If your child is presenting with symptoms or concerning behavior, please keep them home and contact your pediatrician as soon as possible for further instructions. You may also need to contact your child’s school and daycare to inform them that he/she has presented with symptoms of COVID-19. Notifying them will help the school advise parents of other children and staff members involved in your child's care.
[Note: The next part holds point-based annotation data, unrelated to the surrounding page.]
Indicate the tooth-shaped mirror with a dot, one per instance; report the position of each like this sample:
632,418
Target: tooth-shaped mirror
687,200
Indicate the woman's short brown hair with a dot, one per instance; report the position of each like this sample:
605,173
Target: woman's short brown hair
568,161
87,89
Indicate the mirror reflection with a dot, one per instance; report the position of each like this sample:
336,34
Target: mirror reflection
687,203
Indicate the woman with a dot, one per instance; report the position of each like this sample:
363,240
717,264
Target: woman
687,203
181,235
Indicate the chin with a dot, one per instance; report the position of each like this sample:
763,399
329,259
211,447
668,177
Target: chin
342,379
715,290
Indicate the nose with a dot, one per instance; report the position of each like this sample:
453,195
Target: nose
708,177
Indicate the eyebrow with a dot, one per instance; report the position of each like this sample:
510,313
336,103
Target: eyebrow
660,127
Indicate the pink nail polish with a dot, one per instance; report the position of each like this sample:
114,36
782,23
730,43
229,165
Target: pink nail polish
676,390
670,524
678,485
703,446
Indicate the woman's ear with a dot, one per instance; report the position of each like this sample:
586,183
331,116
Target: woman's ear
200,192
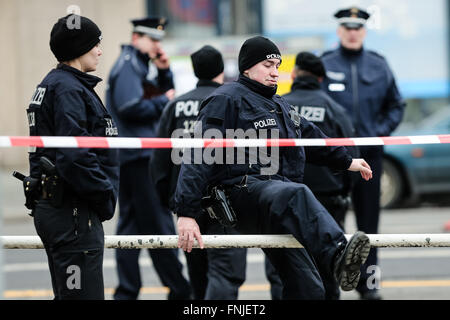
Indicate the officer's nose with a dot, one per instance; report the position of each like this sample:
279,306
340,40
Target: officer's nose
274,72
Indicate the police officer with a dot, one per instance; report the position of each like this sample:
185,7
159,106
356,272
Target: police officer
362,82
79,186
272,201
330,188
217,273
136,97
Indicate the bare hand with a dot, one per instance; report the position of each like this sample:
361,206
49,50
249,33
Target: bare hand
363,167
188,230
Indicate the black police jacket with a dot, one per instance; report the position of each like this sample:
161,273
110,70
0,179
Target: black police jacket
134,101
246,104
316,106
65,104
364,85
180,113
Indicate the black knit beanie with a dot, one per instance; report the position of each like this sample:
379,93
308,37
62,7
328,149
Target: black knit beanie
207,63
72,36
255,50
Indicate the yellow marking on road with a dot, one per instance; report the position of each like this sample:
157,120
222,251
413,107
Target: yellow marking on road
30,293
415,283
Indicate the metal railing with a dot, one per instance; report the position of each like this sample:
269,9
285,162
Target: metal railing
236,241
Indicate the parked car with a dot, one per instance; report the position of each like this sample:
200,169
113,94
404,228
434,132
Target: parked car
412,171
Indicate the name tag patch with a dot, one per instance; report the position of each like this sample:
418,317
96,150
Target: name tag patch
188,108
111,130
314,114
336,87
270,122
38,96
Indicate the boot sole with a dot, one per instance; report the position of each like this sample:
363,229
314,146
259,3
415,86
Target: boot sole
356,254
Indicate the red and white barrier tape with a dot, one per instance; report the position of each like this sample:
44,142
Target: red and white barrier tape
145,143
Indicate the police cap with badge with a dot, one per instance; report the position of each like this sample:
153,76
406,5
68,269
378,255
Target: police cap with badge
352,18
152,27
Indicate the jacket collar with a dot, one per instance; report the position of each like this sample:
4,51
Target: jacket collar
87,79
257,87
207,83
305,82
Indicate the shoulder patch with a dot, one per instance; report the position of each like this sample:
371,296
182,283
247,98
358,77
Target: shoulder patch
327,52
38,96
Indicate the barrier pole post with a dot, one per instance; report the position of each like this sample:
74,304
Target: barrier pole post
1,247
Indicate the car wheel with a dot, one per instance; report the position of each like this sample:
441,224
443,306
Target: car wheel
391,185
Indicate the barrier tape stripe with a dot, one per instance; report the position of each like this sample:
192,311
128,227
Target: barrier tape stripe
146,143
236,241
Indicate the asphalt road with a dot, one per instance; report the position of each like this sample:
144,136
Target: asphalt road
406,273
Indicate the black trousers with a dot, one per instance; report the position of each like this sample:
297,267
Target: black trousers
216,274
366,204
74,242
283,207
141,213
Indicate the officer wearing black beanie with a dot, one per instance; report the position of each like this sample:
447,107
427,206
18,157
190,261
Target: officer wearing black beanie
269,196
255,50
330,188
207,62
80,192
72,36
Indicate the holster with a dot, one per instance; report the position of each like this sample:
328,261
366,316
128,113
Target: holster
32,190
218,207
52,190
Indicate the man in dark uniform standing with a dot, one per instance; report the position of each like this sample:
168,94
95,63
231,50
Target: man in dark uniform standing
332,189
362,82
136,97
71,191
217,273
270,198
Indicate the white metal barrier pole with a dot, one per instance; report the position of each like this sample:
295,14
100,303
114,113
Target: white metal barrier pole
1,247
237,241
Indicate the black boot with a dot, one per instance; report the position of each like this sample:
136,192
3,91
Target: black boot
348,261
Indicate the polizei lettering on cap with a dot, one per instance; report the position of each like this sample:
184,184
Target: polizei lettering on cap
273,56
265,123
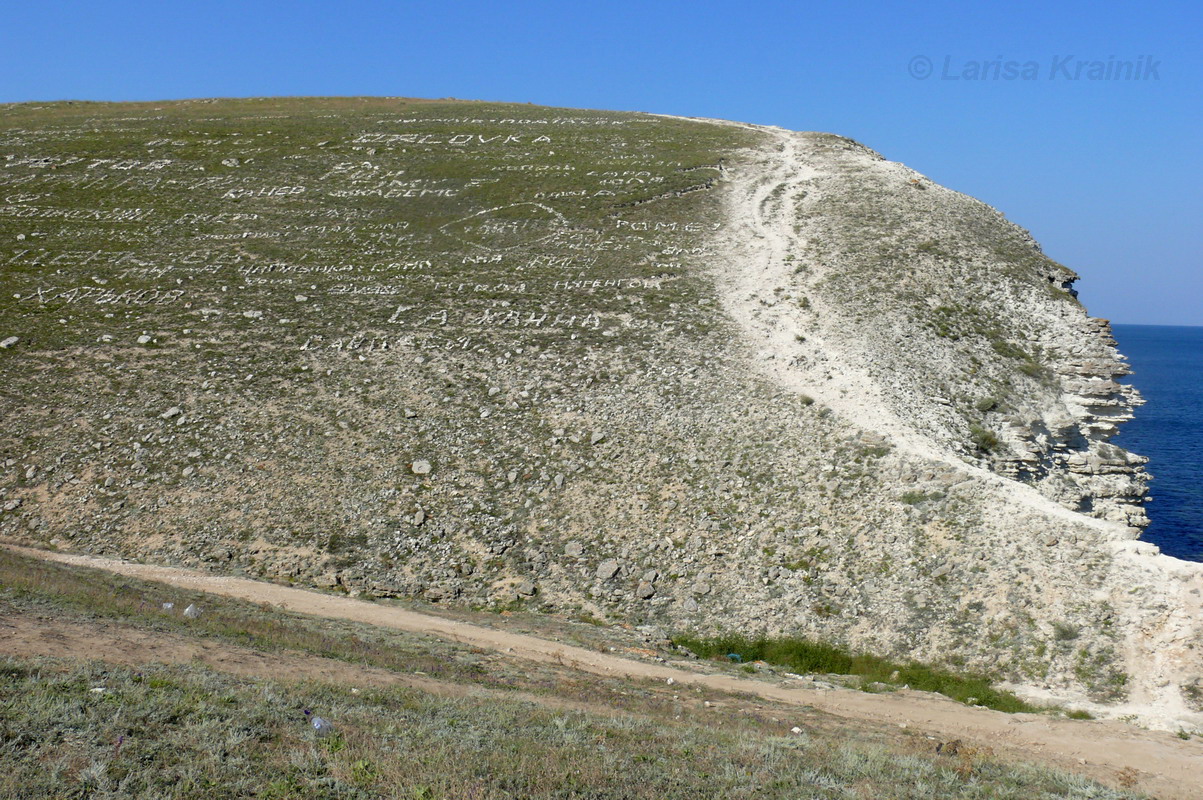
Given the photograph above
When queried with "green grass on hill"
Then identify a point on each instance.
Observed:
(805, 656)
(181, 733)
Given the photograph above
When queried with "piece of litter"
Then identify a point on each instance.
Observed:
(321, 726)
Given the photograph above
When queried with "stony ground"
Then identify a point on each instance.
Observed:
(640, 368)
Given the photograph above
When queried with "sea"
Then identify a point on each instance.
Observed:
(1167, 367)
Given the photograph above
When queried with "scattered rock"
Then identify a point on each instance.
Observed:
(608, 569)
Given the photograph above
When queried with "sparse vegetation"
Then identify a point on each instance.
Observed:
(806, 657)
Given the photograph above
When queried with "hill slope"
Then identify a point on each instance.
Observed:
(701, 374)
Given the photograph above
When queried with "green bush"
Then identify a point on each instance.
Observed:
(807, 656)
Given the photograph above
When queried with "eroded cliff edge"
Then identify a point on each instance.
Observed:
(674, 372)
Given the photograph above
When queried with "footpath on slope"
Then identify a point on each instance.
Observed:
(1160, 763)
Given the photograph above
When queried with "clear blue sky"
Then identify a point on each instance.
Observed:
(1106, 173)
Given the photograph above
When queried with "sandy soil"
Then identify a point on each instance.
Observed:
(1154, 762)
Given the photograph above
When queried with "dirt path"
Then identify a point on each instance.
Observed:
(1160, 763)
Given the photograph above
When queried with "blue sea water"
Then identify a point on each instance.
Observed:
(1167, 367)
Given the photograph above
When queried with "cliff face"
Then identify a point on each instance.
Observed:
(679, 372)
(973, 337)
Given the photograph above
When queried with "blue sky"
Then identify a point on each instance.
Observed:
(1106, 173)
Also, please do not avoid calling your doctor. In most cases, your pediatrician will give you instructions to stay home or go to the emergency department for evaluation and testing, along with any measures you should take to minimize exposure to others. Your pediatrician will also provide you with information about managing the symptoms while at home and any red flags to watch for. The most important things to be on the lookout for include:

  • A very high fever
  • Intolerance of food or liquids
  • Signs of dehydration (not making enough urine or wet diapers)  
  • Persistent vomiting  
  • Lethargy or lack of energy 
  • Irritability and inconsolableness 
  • Difficulty breathing
  • Signs or symptoms that are unusual for your child or are concerning to you

If any of the above-mentioned red flags are present, please go to the hospital immediately for evaluation.  

Additional thoughts

Another important aspect to consider is the psychological effect and stress the pandemic can bring to families. If your child, adolescent or other family member is presenting symptoms such as anxiety, depression, excessive worrying, grief, trouble with school or concentration, please call your doctor and ask for help.